Third, unlike voter registration databases or email systems, I know of no jurisdiction where voting machines are connected to the internet. This makes it nearly impossible for a remote hacker, whether in Moscow, Russia or Moscow, Idaho, to access the equipment and plant malicious code or otherwise hack the system. Voting machines are kept secured, connected to nothing – not even power – until they are tested and used, and then they are under constant observation. Without connectivity, it would require a hacker to have unfettered physical access and enough time to sabotage one machine just to impact the results on one device in one polling place. To manipulate election results on a state or national scale would require a conspiracy of literally hundreds of thousands, and for that massive conspiracy to go undetected.
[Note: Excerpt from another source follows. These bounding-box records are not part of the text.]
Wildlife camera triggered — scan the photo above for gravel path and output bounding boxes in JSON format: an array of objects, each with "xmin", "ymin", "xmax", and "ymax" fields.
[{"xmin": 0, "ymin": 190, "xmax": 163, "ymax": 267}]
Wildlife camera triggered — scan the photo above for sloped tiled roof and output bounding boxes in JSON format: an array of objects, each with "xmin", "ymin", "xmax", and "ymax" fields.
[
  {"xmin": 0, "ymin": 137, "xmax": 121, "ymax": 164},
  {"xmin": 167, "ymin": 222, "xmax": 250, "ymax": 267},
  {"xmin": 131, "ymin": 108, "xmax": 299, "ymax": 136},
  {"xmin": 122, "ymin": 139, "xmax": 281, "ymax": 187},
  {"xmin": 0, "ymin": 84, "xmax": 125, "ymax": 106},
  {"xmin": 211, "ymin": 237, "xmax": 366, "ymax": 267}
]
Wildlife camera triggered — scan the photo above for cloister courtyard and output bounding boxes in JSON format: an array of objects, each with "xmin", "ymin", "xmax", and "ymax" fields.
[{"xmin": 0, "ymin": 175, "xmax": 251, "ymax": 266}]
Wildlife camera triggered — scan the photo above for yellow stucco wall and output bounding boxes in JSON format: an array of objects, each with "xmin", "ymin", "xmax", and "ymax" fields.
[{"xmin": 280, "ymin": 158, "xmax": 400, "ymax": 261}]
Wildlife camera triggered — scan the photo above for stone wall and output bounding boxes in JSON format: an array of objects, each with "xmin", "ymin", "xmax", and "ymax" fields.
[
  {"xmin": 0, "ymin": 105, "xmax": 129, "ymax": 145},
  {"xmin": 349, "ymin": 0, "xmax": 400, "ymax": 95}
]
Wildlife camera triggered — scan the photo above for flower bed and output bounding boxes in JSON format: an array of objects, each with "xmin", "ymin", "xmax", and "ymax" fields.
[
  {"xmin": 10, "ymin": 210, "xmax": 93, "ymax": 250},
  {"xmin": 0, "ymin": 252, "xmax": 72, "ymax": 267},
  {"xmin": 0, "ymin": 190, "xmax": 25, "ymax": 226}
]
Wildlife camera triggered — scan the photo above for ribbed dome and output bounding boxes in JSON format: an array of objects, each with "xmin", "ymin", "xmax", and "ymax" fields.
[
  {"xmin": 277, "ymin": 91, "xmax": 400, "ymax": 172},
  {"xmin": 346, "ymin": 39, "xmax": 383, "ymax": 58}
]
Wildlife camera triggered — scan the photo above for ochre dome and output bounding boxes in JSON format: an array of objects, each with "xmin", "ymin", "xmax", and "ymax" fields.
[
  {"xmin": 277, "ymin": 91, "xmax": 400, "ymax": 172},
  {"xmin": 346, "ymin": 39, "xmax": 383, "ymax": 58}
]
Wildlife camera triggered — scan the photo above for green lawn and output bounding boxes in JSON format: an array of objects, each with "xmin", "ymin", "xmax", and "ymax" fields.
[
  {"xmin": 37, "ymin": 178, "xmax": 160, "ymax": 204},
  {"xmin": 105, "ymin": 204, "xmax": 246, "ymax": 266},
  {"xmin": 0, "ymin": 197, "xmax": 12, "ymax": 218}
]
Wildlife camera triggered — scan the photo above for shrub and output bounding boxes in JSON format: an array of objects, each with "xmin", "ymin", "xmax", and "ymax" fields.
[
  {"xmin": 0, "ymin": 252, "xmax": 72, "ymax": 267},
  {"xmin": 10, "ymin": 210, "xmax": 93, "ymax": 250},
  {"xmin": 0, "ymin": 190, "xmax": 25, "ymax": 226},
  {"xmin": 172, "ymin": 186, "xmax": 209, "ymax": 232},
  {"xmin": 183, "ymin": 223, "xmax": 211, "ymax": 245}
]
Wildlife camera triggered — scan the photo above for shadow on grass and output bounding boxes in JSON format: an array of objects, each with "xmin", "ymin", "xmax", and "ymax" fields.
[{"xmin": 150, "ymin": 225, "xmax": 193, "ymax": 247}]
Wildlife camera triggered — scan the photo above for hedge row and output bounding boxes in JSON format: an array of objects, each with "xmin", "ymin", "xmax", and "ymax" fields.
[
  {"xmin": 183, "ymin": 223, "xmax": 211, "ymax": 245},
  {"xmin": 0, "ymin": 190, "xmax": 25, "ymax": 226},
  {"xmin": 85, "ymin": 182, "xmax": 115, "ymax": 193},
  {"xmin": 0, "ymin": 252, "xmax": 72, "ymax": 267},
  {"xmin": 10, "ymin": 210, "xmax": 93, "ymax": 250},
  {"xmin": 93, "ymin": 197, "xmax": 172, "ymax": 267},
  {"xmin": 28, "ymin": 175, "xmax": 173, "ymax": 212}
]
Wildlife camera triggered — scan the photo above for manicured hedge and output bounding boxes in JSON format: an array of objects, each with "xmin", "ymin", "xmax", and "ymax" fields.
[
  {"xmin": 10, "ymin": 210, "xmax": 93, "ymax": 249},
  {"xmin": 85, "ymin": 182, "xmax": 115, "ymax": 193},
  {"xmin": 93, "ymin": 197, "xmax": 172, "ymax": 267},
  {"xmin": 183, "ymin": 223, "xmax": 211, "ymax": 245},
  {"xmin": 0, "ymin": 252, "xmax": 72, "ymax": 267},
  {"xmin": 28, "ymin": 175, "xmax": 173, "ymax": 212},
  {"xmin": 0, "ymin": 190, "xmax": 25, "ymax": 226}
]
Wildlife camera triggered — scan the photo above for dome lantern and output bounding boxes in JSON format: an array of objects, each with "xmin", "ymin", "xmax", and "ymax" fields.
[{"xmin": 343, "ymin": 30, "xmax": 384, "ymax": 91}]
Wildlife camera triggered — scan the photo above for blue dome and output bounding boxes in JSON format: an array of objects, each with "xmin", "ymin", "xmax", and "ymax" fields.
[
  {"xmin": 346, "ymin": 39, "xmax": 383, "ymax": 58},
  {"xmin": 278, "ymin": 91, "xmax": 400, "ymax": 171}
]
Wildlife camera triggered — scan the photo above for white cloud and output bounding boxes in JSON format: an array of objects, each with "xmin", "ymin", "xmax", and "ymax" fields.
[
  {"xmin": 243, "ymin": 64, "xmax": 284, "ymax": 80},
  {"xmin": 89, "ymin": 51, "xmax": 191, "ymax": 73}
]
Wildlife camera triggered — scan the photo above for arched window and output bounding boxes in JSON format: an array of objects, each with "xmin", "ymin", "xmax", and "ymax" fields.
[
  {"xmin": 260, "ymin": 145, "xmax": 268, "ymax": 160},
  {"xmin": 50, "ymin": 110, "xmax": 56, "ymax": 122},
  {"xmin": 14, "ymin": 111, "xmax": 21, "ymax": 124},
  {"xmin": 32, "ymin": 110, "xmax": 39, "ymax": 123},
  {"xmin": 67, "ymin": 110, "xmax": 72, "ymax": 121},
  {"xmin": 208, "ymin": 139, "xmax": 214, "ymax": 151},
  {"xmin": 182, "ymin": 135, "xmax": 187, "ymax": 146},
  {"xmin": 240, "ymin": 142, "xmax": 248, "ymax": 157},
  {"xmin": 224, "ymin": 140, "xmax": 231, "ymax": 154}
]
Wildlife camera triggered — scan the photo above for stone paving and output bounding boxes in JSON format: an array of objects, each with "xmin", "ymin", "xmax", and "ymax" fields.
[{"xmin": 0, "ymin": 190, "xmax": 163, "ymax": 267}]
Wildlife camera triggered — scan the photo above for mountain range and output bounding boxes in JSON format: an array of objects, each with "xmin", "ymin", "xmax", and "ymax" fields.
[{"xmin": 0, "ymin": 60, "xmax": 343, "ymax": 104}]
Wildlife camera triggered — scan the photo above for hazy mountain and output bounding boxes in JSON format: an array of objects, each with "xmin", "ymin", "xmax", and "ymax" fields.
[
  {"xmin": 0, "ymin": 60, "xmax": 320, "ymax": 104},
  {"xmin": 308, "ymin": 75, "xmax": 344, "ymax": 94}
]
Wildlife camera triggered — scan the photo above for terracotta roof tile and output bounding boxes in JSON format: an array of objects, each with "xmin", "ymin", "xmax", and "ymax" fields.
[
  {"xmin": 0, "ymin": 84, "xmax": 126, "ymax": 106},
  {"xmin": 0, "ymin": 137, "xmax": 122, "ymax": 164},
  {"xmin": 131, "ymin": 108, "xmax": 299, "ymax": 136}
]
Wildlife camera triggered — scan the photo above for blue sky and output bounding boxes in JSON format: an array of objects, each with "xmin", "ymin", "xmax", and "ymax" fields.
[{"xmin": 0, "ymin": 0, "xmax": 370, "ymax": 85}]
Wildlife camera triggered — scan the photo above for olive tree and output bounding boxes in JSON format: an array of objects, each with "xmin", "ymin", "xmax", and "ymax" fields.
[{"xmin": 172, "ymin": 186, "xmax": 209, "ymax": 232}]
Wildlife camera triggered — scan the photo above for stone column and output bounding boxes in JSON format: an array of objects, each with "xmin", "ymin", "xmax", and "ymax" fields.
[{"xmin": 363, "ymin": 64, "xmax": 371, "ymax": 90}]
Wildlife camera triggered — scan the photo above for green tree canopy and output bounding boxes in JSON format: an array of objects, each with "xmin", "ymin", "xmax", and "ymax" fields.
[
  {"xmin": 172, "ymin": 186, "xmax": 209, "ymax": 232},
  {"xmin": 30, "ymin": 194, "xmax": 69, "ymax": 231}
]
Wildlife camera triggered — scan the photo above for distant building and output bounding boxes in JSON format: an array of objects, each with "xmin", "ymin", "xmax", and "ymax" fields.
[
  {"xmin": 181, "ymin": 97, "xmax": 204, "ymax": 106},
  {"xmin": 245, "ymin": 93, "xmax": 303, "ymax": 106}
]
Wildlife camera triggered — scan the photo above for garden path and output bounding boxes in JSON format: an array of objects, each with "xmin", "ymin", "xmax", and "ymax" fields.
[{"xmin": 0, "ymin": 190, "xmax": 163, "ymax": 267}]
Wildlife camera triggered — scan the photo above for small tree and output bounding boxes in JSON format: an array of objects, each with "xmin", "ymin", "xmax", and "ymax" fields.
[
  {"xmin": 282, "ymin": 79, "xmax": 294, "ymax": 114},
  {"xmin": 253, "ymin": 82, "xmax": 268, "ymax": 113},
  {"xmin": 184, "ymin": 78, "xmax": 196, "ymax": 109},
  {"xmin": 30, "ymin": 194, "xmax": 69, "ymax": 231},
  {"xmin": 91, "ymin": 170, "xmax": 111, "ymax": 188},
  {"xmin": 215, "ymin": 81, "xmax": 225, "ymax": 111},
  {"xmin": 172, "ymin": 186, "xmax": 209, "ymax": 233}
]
Which brings us to the fourth reason. Even if hundreds of thousands of conspirators operated undetected on the diverse range of systems, defeating the testing and chain of custody protections in place, it would still have no effect on the vast majority of election results nationwide. That is because well over 75 percent of voters vote on paper ballots or on a device that creates a paper record. And in most states – 32 plus the District of Columbia, as of 2014 – there is a post-election audit requirement that mandates states match the paper record to the digital record, and if a discrepancy exists, recount the paper ballots for use as the official record. The states that require such an audit include the battleground states of Arizona, Colorado, Florida, Nevada, New Mexico, North Carolina, Ohio, Pennsylvania, Virginia, and Wisconsin, among others. So even if a grand conspiracy were viable, a post-election audit requirement would almost certainly discover it prior to election results becoming official, with the paper ballots then being used as the official ballot of record.

There has been a lot of hyperbole surrounding this election, but the processes in place to ensure the integrity of our election system should not become part of the political rhetoric. I’ve yet to meet an election official at the state or local level, Republican or Democrat or neither, who was not working as hard as possible to ensure that every election reflects the will of the people, even if the outcome differed from their own political interests. There are a few loudly seeking to sow distrust in the system, but there are far more working quietly and collaboratively, at the federal, state, and local level, to secure our voting systems and reassure voters that this election will accurately reflect voters’ choices.

And voters can play a role as well, by attending pre-election logic and accuracy tests, and especially, volunteering to serve as poll workers to see the process first hand. Whether it is federal officials offering assistance and resources to the states, state and local officials sharing best practices, or citizens serving as poll workers, this cooperation and diligence will protect our elections in 2016 and safeguard future elections as well.